What is the complexity of ismember function?

Question

1 vote

I want to know what is the complexity of the ismember function. Assuming that my vectors A and B are from size a and b respectively. both of the vectors have integer numbers that arranged in ascending order (number can be missing) and no number can repeats more than once. I am using this syntax: [lia,locb]=ismember(A,B).

thank you!

0 Comments
Show -2 older comments Hide -2 older comments

Sign in to comment.

Sign in to answer this question.

Follow Question

Answer 1

Walter Roberson on 5 Oct 2018

1 vote

The ismember code first checks the array with issorted(B), which is O(length(B)) . If necessary it sorts it, which does not apply in your described case. Then it calls an internal binary search routine passing in A and sorted B; average complexity of that is probably length(A) * log2(length(B)) .

It is not specified whether the internal routine does any optimization such as starting from the position of the previous result if the next value to be searched is greater than the immediately preceding value to be looked for.

3 Comments
Show 1 older comment Hide 1 older comment

Stephen23 on 5 Oct 2018

"Is there a better function in matlab (with lower complexity) that i can use that assuming the input is sorted?"

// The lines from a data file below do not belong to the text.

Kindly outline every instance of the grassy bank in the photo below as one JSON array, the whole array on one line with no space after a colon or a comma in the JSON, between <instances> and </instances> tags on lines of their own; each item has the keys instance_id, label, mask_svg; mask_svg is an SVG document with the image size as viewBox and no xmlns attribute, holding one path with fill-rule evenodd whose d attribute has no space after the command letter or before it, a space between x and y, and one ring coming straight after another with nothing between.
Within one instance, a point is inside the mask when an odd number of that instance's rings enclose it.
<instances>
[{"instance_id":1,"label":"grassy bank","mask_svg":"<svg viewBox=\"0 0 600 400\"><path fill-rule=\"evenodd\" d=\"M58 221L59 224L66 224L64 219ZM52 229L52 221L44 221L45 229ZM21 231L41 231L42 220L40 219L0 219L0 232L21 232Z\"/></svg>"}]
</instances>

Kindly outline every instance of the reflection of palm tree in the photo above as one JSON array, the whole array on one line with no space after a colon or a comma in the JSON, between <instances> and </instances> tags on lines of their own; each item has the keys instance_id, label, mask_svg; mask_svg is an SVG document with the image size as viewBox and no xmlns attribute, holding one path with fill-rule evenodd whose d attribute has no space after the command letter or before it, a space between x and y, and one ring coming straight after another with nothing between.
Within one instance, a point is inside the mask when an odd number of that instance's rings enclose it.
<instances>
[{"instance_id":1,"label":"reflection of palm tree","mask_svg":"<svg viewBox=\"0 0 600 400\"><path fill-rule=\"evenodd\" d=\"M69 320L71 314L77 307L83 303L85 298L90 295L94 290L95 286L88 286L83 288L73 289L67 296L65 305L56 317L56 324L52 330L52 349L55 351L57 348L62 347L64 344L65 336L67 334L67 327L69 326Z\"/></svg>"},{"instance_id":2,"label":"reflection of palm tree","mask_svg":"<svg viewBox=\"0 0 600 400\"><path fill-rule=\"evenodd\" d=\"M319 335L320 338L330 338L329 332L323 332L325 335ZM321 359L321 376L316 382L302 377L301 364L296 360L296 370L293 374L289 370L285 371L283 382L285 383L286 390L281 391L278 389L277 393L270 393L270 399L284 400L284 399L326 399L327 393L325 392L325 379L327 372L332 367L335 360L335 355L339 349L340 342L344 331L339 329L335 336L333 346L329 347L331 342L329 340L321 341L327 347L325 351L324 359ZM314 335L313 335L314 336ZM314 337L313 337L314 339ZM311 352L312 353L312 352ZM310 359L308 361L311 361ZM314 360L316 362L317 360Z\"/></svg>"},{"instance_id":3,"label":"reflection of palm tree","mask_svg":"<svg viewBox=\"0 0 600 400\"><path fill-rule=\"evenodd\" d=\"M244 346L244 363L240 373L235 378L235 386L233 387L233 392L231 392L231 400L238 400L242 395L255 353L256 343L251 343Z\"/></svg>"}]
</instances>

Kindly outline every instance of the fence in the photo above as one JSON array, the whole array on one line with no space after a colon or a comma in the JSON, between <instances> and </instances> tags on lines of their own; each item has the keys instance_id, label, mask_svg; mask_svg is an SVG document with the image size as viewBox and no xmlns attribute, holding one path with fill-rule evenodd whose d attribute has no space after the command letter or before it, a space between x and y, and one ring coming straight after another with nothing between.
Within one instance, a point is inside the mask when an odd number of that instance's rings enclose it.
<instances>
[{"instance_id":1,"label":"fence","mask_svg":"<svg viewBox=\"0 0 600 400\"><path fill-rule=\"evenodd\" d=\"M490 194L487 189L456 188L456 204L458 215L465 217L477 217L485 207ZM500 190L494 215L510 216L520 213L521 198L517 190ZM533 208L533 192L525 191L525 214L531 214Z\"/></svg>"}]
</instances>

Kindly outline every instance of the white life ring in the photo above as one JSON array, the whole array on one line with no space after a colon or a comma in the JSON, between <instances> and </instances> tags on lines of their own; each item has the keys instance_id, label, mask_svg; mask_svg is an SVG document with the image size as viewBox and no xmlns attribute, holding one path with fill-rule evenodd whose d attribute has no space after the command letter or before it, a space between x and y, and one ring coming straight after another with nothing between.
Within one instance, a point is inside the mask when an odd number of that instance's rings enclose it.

https://www.mathworks.com/matlabcentral/answers/92533-how-do-i-perform-a-binary-search-of-a-presorted-array

Walter Roberson on 5 Oct 2018

In the situation where the inputs are both sorted, then there is probably a lower complexity algorithm, but it would not be easy to calculate what the complexity would be.

For example, you could do a full binary search of B to find the first element of A. Once you know that, that provides a lower bound for the next search, but not an upper bound. If you do your next binary search from there to the end of B, then each time you are throwing away information about the upper end of B. So you could alternate searching from the two ends, which would narrow down first the lower bound and then the upper bound on pairs of searches.

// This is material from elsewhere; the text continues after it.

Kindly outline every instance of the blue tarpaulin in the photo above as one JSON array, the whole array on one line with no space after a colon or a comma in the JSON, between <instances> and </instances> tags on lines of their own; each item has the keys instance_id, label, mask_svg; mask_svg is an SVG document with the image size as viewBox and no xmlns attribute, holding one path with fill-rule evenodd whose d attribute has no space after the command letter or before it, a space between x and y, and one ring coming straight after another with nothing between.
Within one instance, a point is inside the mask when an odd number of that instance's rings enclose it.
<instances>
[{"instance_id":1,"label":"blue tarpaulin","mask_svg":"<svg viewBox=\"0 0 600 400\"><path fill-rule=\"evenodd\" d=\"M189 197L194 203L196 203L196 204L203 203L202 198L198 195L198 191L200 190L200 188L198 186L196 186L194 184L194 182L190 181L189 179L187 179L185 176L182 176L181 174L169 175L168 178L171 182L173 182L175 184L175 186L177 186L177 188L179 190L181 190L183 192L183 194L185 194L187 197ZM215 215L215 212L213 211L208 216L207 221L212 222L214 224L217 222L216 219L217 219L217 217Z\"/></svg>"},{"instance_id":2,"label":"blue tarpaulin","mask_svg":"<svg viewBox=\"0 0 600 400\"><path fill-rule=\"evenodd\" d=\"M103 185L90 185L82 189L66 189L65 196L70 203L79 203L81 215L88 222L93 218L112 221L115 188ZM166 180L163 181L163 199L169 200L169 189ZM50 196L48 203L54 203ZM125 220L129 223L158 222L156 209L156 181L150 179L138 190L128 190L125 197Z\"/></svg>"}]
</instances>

Now, if you were to implement that in MATLAB, the overhead of the coding would be high compared to a C implementation. It might take tens of millions of input elements for the reduced order complexity to overcome the implementation inefficiencies if you implemented in MATLAB. Algorithmic complexity is not the only thing you need to consider in practice.

Sign in to comment.

Answer 2

Bruno Luong on 5 Oct 2018

Edited: Bruno Luong on 5 Oct 2018

0 votes

"Is there a better function in matlab (with lower complexity) that i can use that assuming the input is sorted"

You could do with complexity of (a+b) just by scan alternatively A(i) and B(j) such that B(j-1) <= A(i) < B(j) at all steps and derive the result from that.

Of course (a+b) is the best possible complexity one can achieve.

Now you can do in MATLAB for for loop but as we know MATLAB for loop is far from the speed for C for-loop. So the best is to program a MEX file. Such algorithm is closely related to merge sorted array problem (see this FEX). This problem is one step of the method of sorting by divide and conquer method.

3 Comments
Show 1 older comment Hide 1 older comment

Bruno Luong on 5 Oct 2018

Edited: Bruno Luong on 5 Oct 2018

Theoretically that is right for this degenerated case.

In practice such function - if programmed generically as a library as all MATLAB stock function - must assert for A and B to be sorted, and that verification step alone requires already (a+b).

Walter Roberson on 5 Oct 2018

Stephen Cobeldick pointed to a discussion of the internal functions that do not check first if the values are sorted.

Sorted is being given as a pre-condition, and that potentially changes the algorithms.

Sign in to comment.

Answer 3

Bruno Luong on 5 Oct 2018

Edited: Bruno Luong on 12 Oct 2018

Open in MATLAB Online

0 votes

"Is there a better function in matlab (with lower complexity) that i can use that assuming the input is sorted"

You could do with complexity of (a+b) just by scan alternatively A(i) and B(j) such that B(j-1) <= A(i) < B(j) at all steps and derive the result from that.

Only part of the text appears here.